Moh. Hatta, Sri Sultan Hamengkubuwono IX, Sultan Hamid II, dan Mr. Ide Anak
Agung Gede Agung. Pada 20 Desember 1949, Presiden Sukarno melantik Kabinet RIS
pertama dimana duduk sebagai Menteri Pertahanan ialah Sri Sultan Hamengkubuwono
IX. (Mohammad Hatta, Menuju Gerbang
Kemerdekaan, 2011)
Dipilihnya Sri Sultan Hamengkubuwono IX (HB IX) sebagai Menteri Pertahan (Menhan)
dianggap oleh sebagian pihak kurang pas. HB IX dianggap tidak berlatar belakang
militer, dalam beberapa sumber sebenarnya justru Sultan Hamid II yang diajukan
sebagai Menhan namun dicoret oleh Sukarno. Apabila berkaca pada kompetensi,
jelas Sultan Hamid II lebih kompeten. Hamid adalah alumni KMA Breda, pangkatnya
juga tidak main-main hingga mencapai Mayor Jenderal KNIL. Sedangkan HB IX
diketahui pernah berkuliah di jurusan Indologi di Leiden.

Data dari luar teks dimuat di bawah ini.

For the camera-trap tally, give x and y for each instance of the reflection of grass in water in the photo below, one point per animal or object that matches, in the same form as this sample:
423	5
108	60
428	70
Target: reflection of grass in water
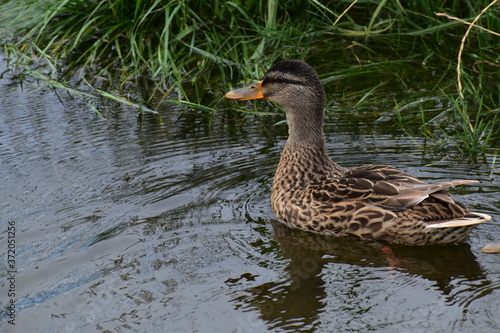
175	50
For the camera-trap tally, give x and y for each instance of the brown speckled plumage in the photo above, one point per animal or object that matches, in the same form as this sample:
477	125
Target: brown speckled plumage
378	202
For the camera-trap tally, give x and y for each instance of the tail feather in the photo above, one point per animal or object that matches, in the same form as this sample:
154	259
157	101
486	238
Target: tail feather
470	219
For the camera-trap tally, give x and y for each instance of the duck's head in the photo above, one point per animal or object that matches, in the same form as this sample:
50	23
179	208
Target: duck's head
295	86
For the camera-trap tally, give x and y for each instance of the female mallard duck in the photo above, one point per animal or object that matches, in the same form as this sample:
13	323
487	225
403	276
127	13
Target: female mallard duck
377	202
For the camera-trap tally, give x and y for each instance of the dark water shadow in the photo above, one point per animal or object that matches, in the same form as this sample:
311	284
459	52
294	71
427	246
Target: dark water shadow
296	302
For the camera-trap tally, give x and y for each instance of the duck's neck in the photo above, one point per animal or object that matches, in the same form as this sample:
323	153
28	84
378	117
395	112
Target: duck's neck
305	126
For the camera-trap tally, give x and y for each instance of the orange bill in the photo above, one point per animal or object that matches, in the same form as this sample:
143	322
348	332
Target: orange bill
251	92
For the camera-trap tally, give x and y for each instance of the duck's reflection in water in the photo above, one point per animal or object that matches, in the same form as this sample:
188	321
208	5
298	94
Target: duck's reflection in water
296	301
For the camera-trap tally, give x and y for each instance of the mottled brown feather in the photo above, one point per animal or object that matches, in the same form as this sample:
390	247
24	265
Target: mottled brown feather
377	202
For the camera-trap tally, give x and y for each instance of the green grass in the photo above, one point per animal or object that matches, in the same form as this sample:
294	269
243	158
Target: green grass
149	52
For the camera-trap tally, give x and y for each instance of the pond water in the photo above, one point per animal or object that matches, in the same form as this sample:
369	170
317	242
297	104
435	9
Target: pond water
162	223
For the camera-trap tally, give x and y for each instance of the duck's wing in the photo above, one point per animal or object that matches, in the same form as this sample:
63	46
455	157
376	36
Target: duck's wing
383	186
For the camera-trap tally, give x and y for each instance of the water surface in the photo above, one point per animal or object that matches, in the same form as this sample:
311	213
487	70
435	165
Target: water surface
162	223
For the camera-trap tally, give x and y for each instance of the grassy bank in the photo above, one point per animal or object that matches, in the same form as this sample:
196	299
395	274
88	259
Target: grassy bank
149	52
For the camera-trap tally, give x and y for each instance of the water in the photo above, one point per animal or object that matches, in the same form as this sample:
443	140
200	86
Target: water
163	224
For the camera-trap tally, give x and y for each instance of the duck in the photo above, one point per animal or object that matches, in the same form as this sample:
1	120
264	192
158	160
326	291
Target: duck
373	202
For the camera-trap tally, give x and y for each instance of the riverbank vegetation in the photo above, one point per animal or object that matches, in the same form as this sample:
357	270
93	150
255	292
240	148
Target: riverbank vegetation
149	52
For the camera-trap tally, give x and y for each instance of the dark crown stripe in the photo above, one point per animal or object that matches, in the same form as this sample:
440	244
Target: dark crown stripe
283	80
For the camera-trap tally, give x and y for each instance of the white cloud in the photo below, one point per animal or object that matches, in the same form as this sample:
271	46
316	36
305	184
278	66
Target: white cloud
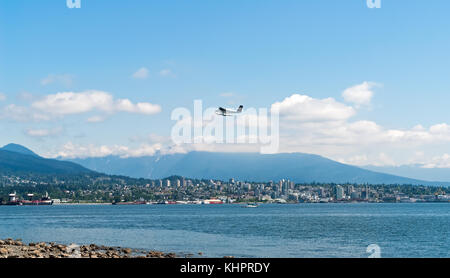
43	132
442	161
67	103
165	73
141	73
70	150
63	79
303	108
95	119
359	94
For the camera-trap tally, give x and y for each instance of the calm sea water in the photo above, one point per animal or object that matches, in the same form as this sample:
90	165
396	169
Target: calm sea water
303	230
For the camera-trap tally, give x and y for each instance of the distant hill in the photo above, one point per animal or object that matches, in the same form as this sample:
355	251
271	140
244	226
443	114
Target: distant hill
297	167
16	159
414	171
18	149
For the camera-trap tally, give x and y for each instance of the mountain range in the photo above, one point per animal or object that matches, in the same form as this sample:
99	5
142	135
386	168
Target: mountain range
16	159
297	167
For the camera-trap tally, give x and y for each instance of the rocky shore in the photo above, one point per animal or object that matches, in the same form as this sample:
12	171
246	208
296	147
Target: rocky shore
10	248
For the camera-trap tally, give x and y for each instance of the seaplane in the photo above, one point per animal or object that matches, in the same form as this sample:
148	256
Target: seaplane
228	112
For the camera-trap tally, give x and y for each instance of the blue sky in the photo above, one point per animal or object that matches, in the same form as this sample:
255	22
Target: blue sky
259	52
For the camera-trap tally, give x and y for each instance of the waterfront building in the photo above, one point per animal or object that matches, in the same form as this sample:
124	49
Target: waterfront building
340	193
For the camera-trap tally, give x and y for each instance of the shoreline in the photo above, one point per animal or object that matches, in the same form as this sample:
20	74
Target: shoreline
10	248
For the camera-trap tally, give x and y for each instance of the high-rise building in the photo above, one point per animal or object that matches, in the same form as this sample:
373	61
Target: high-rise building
339	192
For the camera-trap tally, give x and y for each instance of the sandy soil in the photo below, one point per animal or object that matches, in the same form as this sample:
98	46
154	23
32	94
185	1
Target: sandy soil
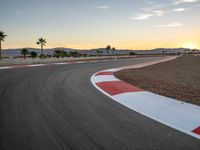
179	79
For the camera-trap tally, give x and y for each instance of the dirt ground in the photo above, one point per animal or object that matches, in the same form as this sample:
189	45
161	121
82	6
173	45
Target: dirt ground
179	79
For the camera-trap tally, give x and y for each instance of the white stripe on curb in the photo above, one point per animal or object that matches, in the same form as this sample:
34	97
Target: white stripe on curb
179	115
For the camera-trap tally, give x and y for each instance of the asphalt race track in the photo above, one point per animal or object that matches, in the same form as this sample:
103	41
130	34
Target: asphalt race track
57	108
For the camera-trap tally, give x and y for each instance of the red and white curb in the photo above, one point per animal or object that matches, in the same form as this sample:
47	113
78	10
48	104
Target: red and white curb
179	115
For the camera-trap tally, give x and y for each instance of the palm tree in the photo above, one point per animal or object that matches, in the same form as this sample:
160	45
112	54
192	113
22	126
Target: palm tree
33	55
24	52
42	42
113	50
2	37
108	48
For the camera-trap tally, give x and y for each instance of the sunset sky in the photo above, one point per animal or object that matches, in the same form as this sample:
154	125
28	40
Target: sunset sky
86	24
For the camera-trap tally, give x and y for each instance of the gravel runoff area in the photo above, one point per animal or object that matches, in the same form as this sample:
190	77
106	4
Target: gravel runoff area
179	79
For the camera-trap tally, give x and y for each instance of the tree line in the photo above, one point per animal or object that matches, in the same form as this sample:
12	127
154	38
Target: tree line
58	53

Akan tetapi bagaimana apabila dilihat dari kacamata politis? HB
IX memang bukan berlatar belakang militer, namun ia berpangkat Letnan Jenderal
(titular) dalam TNI. Tidak pernah sekolah komando, namun mengomandoi gerilya
dibalik tembok keraton. Sultan yang terkenal bersahaja itu juga sebenarnya
telah menjabat sebagai Menteri Pertahanan sejak Kabinet Hatta II pada 4 Agustus
1949. Sukarno tentu pula memiliki pertimbangan mengapa lebih memilih HB IX
menjadi Menhan. Dalam hemat penulis, ratusan ribu prajurit dan pejuang RI jelas
tidak akan sreg dipimpin oleh orang yang bukan berlatar belakang TNI yang dulu
memerangi mereka. Sukarno juga tidak mungkin mau menanggung resiko kekecewaan
dari perwira TNI. Untuk itulah Sukarno menggunakan hak prerogatifnya sebagai
presiden. Seperti diketahui, RIS bukanlah negara yang menganut federalisme
secara penuh. RIS menganut Quasi
Parlementer dimana menteri-menteri yang ada tetap ditentukan oleh Presiden
untuk mengepalai suatu Departemen (Ps.74 (3) Konstitusi RIS). Lagi pula,
pemilihan HB IX yang merupakan unsur TNI sebagai Menhan sudah sesuai karena
merupakan perwujudan dari kesepakatan Konferensi Inter Indonesia
Panglima Umum
Posisi Sultan Hamengkubuwono IX dalam ketatanegaraan APRIS
sering kali dilihat bahwa ia hanya menjabat sebagai Menteri Pertahanan.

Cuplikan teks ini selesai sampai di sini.